Un sistema proporzionale che liberi l’Italia dalla dittatura del bipolarismo. Questo serve all’Italia, a questo la politica italiana deve avere il coraggio di mettere mano. Perché in Italia ormai questo becero bipolarismo, come ha ricordato giorni fa il leader della Buona Destra Filippo Rossi, “costringe a rapporti politici contro natura: europeisti con antieuropei, liberali con populisti, moderati con sovranisti. Un minestrone rancido che tutto uniforma e tutto annulla. Perché quando le differenze incompatibili arrivano fin dentro ai singoli partiti è evidente che l’effetto finale è l’impossibilità di prendere decisioni – scrive Rossi su HuffPost – -. Alla ricerca di compromessi impossibili la politica si blocca a difesa di apparati burocratici che stanno in piedi solo per salvaguardare se stessi e qualche scampolo di potere. Solo così si spiega, ad esempio, la delega totale e assoluta a un tecnico come Mario Draghi alla guida del paese: questo bipolarismo, semplicemente, non è in grado di governare. E non lo è proprio a causa della promiscuità interna che caratterizza i due blocchi costruiti a tavolino senza nessun vero collegamento con la realtà”.
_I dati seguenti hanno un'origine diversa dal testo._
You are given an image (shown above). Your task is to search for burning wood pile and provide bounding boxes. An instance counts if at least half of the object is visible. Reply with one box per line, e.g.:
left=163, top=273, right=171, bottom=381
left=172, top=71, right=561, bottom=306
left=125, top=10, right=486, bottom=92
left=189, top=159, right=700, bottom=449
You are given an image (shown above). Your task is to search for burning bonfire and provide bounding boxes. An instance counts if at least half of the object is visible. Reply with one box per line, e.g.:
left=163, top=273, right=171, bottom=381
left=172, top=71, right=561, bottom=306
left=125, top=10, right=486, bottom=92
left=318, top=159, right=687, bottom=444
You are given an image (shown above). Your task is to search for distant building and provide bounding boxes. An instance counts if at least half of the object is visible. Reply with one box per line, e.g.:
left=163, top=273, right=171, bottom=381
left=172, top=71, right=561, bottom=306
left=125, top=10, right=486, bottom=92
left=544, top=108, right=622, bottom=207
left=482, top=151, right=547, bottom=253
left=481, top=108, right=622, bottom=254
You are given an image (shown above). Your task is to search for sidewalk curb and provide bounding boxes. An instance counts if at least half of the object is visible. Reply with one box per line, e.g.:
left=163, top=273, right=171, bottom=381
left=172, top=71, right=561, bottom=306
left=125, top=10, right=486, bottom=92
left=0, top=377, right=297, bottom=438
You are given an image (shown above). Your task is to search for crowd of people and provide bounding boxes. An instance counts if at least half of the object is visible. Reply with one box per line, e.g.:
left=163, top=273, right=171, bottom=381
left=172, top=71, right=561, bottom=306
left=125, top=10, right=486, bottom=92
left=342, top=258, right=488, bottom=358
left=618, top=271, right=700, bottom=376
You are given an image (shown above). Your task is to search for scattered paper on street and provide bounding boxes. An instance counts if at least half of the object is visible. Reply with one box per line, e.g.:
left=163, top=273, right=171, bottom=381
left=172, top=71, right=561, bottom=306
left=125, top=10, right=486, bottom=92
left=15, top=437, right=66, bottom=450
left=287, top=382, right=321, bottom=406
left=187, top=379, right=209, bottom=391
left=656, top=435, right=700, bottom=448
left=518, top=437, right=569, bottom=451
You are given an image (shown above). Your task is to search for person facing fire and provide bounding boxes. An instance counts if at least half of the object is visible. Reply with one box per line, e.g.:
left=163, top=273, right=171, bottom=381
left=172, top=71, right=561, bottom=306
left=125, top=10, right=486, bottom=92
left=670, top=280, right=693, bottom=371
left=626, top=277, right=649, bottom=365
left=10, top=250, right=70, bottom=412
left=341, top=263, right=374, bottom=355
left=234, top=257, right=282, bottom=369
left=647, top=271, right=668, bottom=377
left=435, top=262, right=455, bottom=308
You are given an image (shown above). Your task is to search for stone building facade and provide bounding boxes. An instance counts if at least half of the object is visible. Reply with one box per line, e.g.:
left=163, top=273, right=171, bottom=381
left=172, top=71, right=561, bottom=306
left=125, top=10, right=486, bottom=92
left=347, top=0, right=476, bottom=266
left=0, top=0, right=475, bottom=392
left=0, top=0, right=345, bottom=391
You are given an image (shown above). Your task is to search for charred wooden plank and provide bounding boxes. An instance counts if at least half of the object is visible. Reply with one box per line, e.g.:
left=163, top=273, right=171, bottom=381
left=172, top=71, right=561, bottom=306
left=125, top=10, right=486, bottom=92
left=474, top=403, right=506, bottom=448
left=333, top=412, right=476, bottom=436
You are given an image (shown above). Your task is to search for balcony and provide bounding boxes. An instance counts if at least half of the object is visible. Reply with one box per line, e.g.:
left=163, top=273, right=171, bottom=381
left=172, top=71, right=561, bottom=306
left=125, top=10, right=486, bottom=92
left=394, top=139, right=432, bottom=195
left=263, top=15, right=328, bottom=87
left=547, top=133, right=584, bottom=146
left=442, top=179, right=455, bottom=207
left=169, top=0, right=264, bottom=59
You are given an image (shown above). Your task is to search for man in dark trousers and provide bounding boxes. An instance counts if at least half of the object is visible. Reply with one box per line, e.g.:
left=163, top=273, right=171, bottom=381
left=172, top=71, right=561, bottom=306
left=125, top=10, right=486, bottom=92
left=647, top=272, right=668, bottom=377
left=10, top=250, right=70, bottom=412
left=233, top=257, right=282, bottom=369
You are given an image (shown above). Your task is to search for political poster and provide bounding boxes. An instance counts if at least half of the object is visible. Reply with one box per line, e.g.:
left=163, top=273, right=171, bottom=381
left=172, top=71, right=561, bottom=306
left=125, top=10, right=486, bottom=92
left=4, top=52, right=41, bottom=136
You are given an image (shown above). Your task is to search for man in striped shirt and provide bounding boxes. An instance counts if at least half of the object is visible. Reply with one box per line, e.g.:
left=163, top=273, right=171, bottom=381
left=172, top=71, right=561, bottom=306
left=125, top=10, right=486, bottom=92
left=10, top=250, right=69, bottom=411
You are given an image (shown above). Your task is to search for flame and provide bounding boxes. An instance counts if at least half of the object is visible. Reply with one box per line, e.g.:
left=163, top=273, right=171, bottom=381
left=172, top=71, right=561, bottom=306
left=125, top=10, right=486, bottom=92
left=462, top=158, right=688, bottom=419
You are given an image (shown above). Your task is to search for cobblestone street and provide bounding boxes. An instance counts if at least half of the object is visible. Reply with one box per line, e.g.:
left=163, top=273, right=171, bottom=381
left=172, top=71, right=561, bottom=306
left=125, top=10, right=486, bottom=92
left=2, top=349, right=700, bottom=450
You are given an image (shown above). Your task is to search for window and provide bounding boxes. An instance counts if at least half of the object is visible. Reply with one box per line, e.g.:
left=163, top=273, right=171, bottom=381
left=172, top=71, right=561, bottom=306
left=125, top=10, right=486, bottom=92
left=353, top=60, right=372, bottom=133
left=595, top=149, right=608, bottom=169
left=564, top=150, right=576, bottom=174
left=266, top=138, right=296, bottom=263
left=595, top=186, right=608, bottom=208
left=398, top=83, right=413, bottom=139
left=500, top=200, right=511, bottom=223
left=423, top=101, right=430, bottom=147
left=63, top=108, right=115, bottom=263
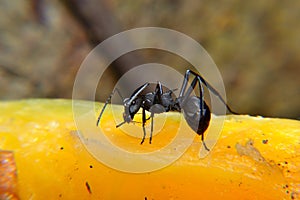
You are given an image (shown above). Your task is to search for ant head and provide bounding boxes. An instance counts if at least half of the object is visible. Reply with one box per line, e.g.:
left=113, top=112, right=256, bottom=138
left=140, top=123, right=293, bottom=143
left=123, top=98, right=142, bottom=123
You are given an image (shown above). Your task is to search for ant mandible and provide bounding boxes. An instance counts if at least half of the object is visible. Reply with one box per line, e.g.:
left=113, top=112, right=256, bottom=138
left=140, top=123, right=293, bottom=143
left=97, top=70, right=237, bottom=151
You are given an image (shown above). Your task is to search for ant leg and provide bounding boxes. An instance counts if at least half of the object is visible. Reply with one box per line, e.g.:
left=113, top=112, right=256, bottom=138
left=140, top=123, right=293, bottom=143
left=149, top=113, right=154, bottom=144
left=96, top=88, right=124, bottom=126
left=184, top=70, right=239, bottom=114
left=141, top=108, right=146, bottom=144
left=201, top=133, right=210, bottom=151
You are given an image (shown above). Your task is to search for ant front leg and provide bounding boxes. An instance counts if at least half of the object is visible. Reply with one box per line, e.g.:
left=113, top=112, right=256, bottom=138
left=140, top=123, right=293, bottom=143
left=141, top=108, right=147, bottom=144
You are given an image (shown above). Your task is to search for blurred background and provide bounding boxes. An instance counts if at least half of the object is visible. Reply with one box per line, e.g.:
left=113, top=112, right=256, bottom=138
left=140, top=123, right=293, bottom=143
left=0, top=0, right=300, bottom=119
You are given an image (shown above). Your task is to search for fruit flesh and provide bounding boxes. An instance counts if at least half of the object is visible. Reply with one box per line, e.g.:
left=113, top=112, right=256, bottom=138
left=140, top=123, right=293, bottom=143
left=0, top=99, right=300, bottom=199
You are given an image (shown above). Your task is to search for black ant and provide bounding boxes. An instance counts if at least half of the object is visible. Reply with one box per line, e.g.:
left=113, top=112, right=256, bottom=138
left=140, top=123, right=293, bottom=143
left=97, top=70, right=237, bottom=151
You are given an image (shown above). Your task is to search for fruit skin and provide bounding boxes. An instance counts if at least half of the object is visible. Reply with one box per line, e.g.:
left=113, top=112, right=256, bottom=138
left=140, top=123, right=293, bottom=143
left=0, top=99, right=300, bottom=199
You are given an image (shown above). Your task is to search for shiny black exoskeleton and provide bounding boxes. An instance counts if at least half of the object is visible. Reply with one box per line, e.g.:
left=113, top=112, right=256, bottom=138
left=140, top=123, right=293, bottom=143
left=97, top=70, right=235, bottom=151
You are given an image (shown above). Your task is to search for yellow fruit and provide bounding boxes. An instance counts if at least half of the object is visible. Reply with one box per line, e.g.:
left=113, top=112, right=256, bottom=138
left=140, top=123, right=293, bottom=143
left=0, top=99, right=300, bottom=200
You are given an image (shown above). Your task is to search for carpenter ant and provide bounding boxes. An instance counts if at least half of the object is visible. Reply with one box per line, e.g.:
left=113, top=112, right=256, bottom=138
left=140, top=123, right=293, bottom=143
left=97, top=70, right=237, bottom=151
Insomma, è ora di dire basta ad un “bipolarismo bastardo”, come lo ha chiamato Renato Brunetta, che è fonte di instabilità e ingovernabilità, con assoluta mancanza di visione: in Italia, infatti, il maggioritario ha prodotto fino ad oggi non due visioni alternative che convergono al centro e isolano gli estremismi, ma l’esatto contrario, cioè la radicalizzazione dell’offerta politica. Ora però la contingenza della guerra in Ucraina ha ripresentato l’urgente necessità di dotarsi di un quadro più stabile: in questo momento storico ne va addirittura della sicurezza nazionale.
Lo ha capito anche il Partito democratico, che ha presentato attraverso il dem Matteo Orfini (e l’associazione Left Wing) un documento per una riforma elettorale che miri al proporzionale per superare la frammentazione. Finalmente sulla questione si comincia a discutere, in maniera concreta, cercando forse di andare oltre le favole che in Parlamento si raccontano da trent’anni sulle regole con cui attuare una eventuale riforma senza mai portarla a compimento. Che sia l’inizio di una nuova fase?